Entendendo o complexo diálogo entre sistema imunológico e sistema nervoso central

Entendendo o complexo diálogo entre sistema imunológico e sistema nervoso central

O conceito de privilégio imune se refere à incapacidade de um órgão em rejeitar tecidos heterotópicos transplantados. Em 1940, Peter Medawar descreveu que enxertos homólogos de pele no sistema nervoso central (SNC) falhavam em criar uma resposta imune que levasse a sua rejeição. Porém, caso o mesmo enxerto fosse colocado em outra parte do corpo, uma resposta imune ocorria nesse tecido e, quando reinserido no SNC, finalmente aconteceria uma resposta por meio de rejeição tecidual.1 A principal explicação dada por Medawar foi a de que o SNC não tinha um sistema linfático. Portanto, não existiria uma janela de oportunidade para uma resposta imune, argumento que hoje se sabe estar ultrapassado.


Por volta de 1980, o conhecimento prévio de que o SNC não contava com o apoio do sistema imune passou a ser progressivamente revisto, uma vez que novos estudos passaram a demonstrar a existência de uma via de escape de antígenos pelos nervos olfatórios via lâmina cribriforme para a mucosa nasal.2,3 Rotas que formam uma comunicação entra o parênquima cerebral e seu interstício com o liquor, promovendo clearance, foram reconhecidas mais recentemente, tendo sido denominadas espaços glinfáticos (glial-linfático): o liquor tem a capacidade de fluir pelos espaços perivasculares arteriais e penetrar no parênquima cerebral através dos canais de aquaporina 4 (AQP4), saindo do interstício para o espaço perivascular venoso.4


 

Figura 1. Espaço glinfático no SNC.

Figura 1

Fonte: Nedergaard M., 2013.5


Em 2015, uma revolução na neuroanatomia ocorreu quando Antoine Louveau identificou uma rede linfática estruturada e funcional no SNC. Esse espaço existe nos seios venosos durais, portanto, sabe-se que existe uma vigilância imune constante no SNC e que ela se dá principalmente nos compartimentos meníngeos.

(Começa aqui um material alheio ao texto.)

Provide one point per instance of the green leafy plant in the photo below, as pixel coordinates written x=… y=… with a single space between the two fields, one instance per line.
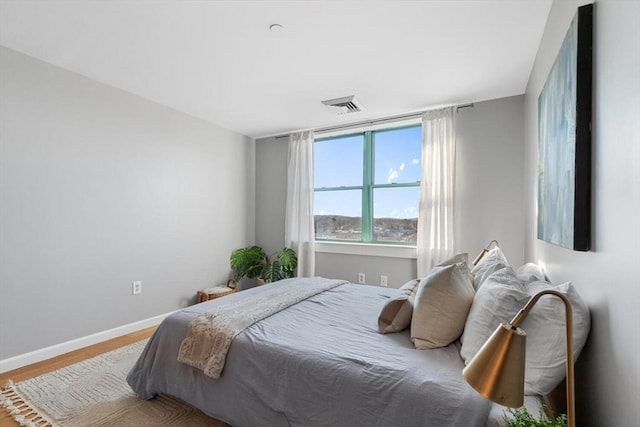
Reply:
x=522 y=418
x=252 y=262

No entanto, ainda é necessário incrementar o conhecimento sobre a entrada e saída de células imunes, pois pouco se sabe sobre essa distinta dinâmica.6


 

Figura 2. Sistema linfático do SNC.

Figura 2

Fonte: Ford ML., 2016.7


Atualmente, é possível endossar esses estudos ao demonstrar esses canais linfáticos pela ressonância magnética de crânio, por meio de novas técnicas de obtenção de imagem com a infusão de gadobutrol, um contraste a base de gadolínio que possui alta propensão de extravasar por barreiras endoteliais capilares permeáveis.8 Desse modo, existem novas janelas de oportunidades para descoberta de tratamentos contra doenças neurodegenerativas, doenças desmielinizantes e outras doenças neuroinflamatórias, assim como para tumores primários do SNC e metástases de tumores sistêmicos para o SNC.


O SNC não apresenta privilégio imune, tem apenas um sistema imune absolutamente distinto, que está sendo cada vez mais apreciado por cientistas e apreciado na clínica diária.


 

Figura 3. Ressonância magnética de crânio pós-gadobutrol indicando a ocorrência de vasos linfáticos no trajeto dos seios venosos durais.

Figura 3

Fonte: Absinta M et al., 2017.8


Referências bibliográficas

1.        Medawar PB. Immunity to homologous grafted skin; the fate of skin homografts transplanted to the brain, to subcutaneous tissue, and to the anterior chamber of the eye. Br J Exp Pathol. 1948;29(1):58-69.

2.        Bradbury MWB, westrop RJ. Factors influencing exit of substances from cerebrospinal fluid into deep cervical lymph of the rabbit. 1983;519-34.

3.        Goldmann J, Kwidzinski E, Brandt C et al. T cells traffic from brain to cervical lymph nodes via the cribroid plate and the nasal mucosa. J Leukoc Biol. 2006;80(4):797-801.

4.        Eide PK, Vatnehol SAS, Emblem KE et al. Magnetic resonance imaging provides evidence of glymphatic drainage from human brain to cervical lymph nodes. Sci Rep. 2018;8(1):1-10.

5.        Nedergaard M. Neuroscience. Garbage truck of the brain. Science. 2013;340(6140):1529-30.

6.        Louveau A, Smirnov I, Keyes TJ et al. Structural and functional features of central nervous system lymphatic vessels. Nature. 2015;523(7560):337-41.

7.        Ford ML. How brains are drained: discovery of lymphatics within the CNS. American Journal of Transplantation. 2016;16(3):735-735.

8.        Absinta M, Ha SK, Nair G et al. Human and nonhuman primate meninges harbor lymphatic vessels that can be visualized noninvasively by MRI. Elife. 2017;6:1-15.